Need for maternity care measures for all “levels” of care and in eMeasure format
Most measures in the current set apply exclusively to facilities. To encourage all segments of the health care system to work in concert for improvement, measures of other “levels” of care are needed, including measures that apply to individual clinicians, clinician groups, accountable care organizations, and health plans. Fortunately, the AMA Physician Consortium for Performance Improvement Maternity Care Work Group is developing and testing a series of measures of clinician-provided maternity care for future submission to NQF. Also expected in the future is a requirement that the submitted measures be available as eMeasures that can be captured and reported through electronic data sources.
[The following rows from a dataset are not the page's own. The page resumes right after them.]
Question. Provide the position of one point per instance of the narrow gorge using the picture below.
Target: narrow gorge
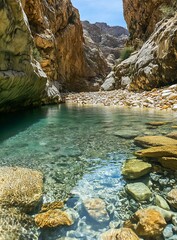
(88, 120)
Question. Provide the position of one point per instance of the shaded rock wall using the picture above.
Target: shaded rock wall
(22, 81)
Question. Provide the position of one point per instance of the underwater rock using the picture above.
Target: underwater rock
(139, 191)
(135, 168)
(53, 218)
(20, 187)
(96, 208)
(147, 223)
(120, 234)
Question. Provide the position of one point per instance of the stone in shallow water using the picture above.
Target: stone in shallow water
(147, 223)
(135, 168)
(139, 191)
(20, 187)
(16, 225)
(172, 135)
(169, 162)
(152, 141)
(127, 134)
(160, 201)
(96, 208)
(53, 218)
(172, 198)
(120, 234)
(156, 152)
(156, 123)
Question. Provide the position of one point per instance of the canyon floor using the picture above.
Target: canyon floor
(162, 98)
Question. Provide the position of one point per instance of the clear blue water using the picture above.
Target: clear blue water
(80, 152)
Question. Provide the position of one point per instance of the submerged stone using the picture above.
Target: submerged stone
(120, 234)
(147, 223)
(139, 191)
(156, 152)
(148, 141)
(20, 187)
(96, 208)
(135, 168)
(53, 218)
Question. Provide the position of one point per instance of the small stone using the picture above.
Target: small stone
(160, 201)
(53, 218)
(120, 234)
(139, 191)
(96, 208)
(147, 223)
(135, 168)
(172, 198)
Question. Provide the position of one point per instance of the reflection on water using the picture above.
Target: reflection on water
(80, 150)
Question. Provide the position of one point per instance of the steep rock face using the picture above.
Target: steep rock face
(58, 35)
(20, 74)
(108, 39)
(141, 17)
(155, 64)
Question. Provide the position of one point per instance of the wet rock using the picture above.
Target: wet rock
(172, 135)
(53, 218)
(147, 223)
(120, 234)
(152, 141)
(96, 208)
(139, 191)
(161, 151)
(20, 187)
(156, 124)
(172, 198)
(166, 214)
(127, 134)
(135, 168)
(160, 202)
(169, 162)
(49, 206)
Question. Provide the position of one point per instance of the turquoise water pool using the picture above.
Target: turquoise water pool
(80, 150)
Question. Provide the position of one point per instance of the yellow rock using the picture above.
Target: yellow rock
(52, 218)
(120, 234)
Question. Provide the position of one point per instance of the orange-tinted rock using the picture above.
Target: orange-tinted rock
(147, 223)
(52, 218)
(120, 234)
(172, 198)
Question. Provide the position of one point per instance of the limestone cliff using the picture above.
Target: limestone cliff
(110, 40)
(155, 63)
(22, 81)
(42, 50)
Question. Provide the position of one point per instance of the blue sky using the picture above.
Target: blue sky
(109, 11)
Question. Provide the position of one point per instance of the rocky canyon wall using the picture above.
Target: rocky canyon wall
(153, 31)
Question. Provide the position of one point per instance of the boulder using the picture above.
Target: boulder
(172, 198)
(152, 141)
(172, 135)
(139, 191)
(53, 218)
(147, 223)
(135, 168)
(120, 234)
(160, 202)
(20, 187)
(157, 152)
(96, 209)
(169, 162)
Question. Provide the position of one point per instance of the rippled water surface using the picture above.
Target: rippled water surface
(80, 151)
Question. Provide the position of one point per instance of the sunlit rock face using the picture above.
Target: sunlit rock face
(110, 40)
(22, 81)
(155, 64)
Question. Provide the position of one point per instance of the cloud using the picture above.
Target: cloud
(109, 11)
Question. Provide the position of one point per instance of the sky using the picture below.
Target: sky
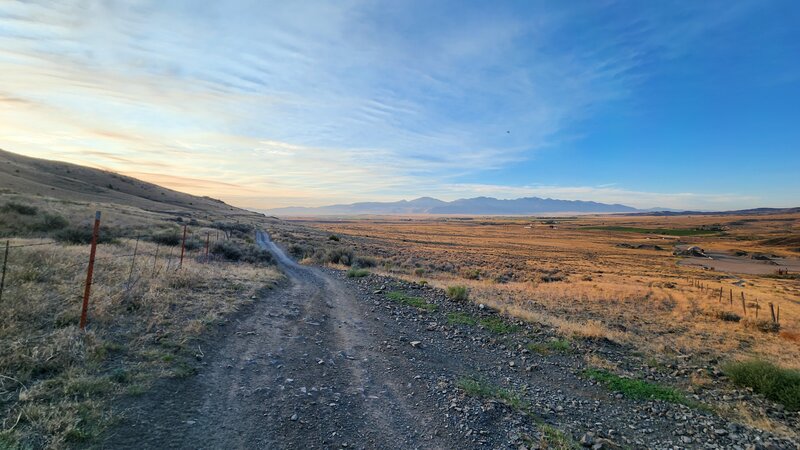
(678, 104)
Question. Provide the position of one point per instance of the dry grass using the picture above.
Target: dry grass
(56, 381)
(584, 283)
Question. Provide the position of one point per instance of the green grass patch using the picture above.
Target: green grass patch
(563, 346)
(461, 318)
(664, 231)
(357, 273)
(556, 439)
(457, 293)
(409, 300)
(481, 389)
(498, 326)
(775, 383)
(637, 389)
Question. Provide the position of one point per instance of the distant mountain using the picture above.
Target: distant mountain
(466, 206)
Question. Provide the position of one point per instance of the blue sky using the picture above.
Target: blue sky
(672, 104)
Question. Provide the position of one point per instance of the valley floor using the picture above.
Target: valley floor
(328, 361)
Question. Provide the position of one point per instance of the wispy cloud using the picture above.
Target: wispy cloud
(308, 102)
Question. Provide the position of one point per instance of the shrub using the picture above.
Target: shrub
(337, 256)
(775, 383)
(636, 389)
(82, 235)
(51, 222)
(169, 238)
(498, 326)
(364, 262)
(235, 251)
(471, 274)
(728, 316)
(227, 249)
(409, 300)
(193, 243)
(357, 273)
(20, 209)
(457, 293)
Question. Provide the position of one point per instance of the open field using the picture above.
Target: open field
(148, 314)
(603, 277)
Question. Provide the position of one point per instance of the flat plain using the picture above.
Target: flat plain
(613, 277)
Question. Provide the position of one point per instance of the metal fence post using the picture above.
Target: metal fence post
(87, 290)
(183, 247)
(3, 279)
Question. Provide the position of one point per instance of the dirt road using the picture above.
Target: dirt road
(330, 362)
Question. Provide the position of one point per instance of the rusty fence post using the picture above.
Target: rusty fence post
(183, 247)
(90, 270)
(3, 279)
(133, 261)
(208, 238)
(155, 259)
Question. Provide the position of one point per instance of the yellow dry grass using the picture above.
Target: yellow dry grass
(581, 281)
(56, 382)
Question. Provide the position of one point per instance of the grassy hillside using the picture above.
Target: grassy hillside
(148, 313)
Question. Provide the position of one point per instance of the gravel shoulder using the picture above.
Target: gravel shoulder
(334, 362)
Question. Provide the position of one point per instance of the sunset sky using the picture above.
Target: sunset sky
(264, 104)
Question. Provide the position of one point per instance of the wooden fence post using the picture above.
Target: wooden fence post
(90, 270)
(3, 279)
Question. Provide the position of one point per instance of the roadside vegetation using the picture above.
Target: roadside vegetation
(636, 389)
(146, 319)
(775, 383)
(408, 300)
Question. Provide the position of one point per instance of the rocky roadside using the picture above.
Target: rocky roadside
(506, 385)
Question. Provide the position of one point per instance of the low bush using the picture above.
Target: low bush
(636, 389)
(232, 250)
(335, 256)
(775, 383)
(409, 300)
(357, 273)
(364, 262)
(169, 238)
(728, 316)
(19, 208)
(457, 293)
(498, 326)
(82, 235)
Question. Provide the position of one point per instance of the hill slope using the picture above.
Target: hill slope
(44, 178)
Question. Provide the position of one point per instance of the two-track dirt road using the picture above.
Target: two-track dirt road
(328, 362)
(299, 372)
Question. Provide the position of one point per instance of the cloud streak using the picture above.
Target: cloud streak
(311, 102)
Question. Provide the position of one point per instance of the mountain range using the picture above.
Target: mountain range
(468, 206)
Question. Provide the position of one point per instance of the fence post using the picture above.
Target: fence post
(87, 290)
(155, 259)
(183, 247)
(133, 261)
(3, 279)
(744, 306)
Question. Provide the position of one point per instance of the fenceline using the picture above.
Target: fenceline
(202, 255)
(754, 307)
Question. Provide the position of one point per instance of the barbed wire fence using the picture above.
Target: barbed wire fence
(162, 261)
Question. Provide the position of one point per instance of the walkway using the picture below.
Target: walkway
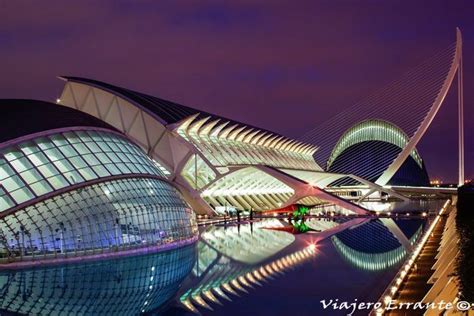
(415, 286)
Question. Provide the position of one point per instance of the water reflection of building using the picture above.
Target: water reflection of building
(372, 246)
(124, 286)
(233, 260)
(72, 185)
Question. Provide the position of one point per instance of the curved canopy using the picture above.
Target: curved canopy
(372, 130)
(22, 117)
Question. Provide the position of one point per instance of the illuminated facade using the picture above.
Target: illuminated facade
(216, 162)
(123, 286)
(76, 186)
(368, 148)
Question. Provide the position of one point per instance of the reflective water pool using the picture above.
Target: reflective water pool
(254, 268)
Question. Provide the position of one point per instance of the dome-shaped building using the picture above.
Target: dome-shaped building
(72, 186)
(368, 148)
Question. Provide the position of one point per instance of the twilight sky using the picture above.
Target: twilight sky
(282, 65)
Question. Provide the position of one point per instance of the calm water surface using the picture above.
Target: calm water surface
(233, 270)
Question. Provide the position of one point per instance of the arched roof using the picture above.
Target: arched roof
(21, 117)
(372, 130)
(167, 111)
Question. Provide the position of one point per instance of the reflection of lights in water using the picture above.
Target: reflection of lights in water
(244, 280)
(247, 245)
(373, 261)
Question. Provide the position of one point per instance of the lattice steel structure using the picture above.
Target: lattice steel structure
(81, 188)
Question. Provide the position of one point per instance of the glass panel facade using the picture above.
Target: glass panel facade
(125, 286)
(108, 216)
(43, 165)
(197, 173)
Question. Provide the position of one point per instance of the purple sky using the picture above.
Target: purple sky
(282, 65)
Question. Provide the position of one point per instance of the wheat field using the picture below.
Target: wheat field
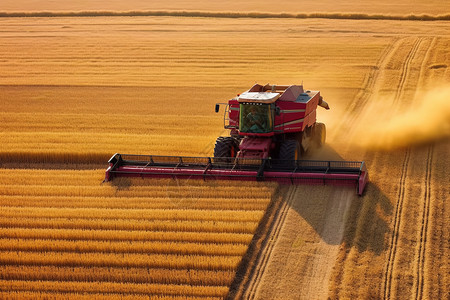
(75, 90)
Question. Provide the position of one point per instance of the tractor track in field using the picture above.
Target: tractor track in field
(370, 83)
(267, 249)
(424, 227)
(389, 268)
(406, 69)
(388, 274)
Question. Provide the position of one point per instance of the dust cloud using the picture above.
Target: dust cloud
(424, 122)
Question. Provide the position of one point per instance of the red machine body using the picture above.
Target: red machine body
(270, 128)
(291, 112)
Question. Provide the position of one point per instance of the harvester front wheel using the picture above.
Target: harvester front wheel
(320, 134)
(226, 147)
(290, 150)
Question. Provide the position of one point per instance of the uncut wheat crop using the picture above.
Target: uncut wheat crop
(64, 233)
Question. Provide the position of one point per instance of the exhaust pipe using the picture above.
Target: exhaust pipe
(323, 104)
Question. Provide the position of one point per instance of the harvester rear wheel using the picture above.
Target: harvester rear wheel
(320, 134)
(290, 150)
(226, 147)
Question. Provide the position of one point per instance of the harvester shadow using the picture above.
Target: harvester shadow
(338, 215)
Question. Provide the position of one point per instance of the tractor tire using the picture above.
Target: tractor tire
(320, 134)
(225, 148)
(290, 151)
Need to fill maternity care measure gaps
Currently endorsed measures provide important opportunities for quality improvement and public reporting. Unfortunately, many additional measures are needed to address other potential areas for maternity care quality improvement. The Steering Committee’s report includes a lengthy list of topics recommended for measure development. Recommended topics include measures:
- reproductive health (e.g., primary care of reproductive age women and pregnancy planning and prevention),
- prenatal care (e.g., weight gain, ultrasound use, prenatal testing, smoking cessation, diabetes),
- intrapartum care (e.g., vaginal birth after cesarean, spontaneous labor and birth, labor induction, composite labor and birth quality),
- postpartum care (e.g., breastfeeding, composite care processes, depression), newborn care (e.g., care of preterm and low birthweight babies), and
- cross-cutting maternity measures (e.g., shared decision making, care coordination, experience of care surveys, composite woman-reported outcomes, and harmonized measures relevant to multiple care levels).
It appears that measures that are currently under development address a small proportion of the recommended topics. This is another area that would benefit from engagement of consumers, consumer advocates, purchasers, and others: finding and supporting potential developers for priority measures can lead to more timely access to needed tools for improvement and reporting.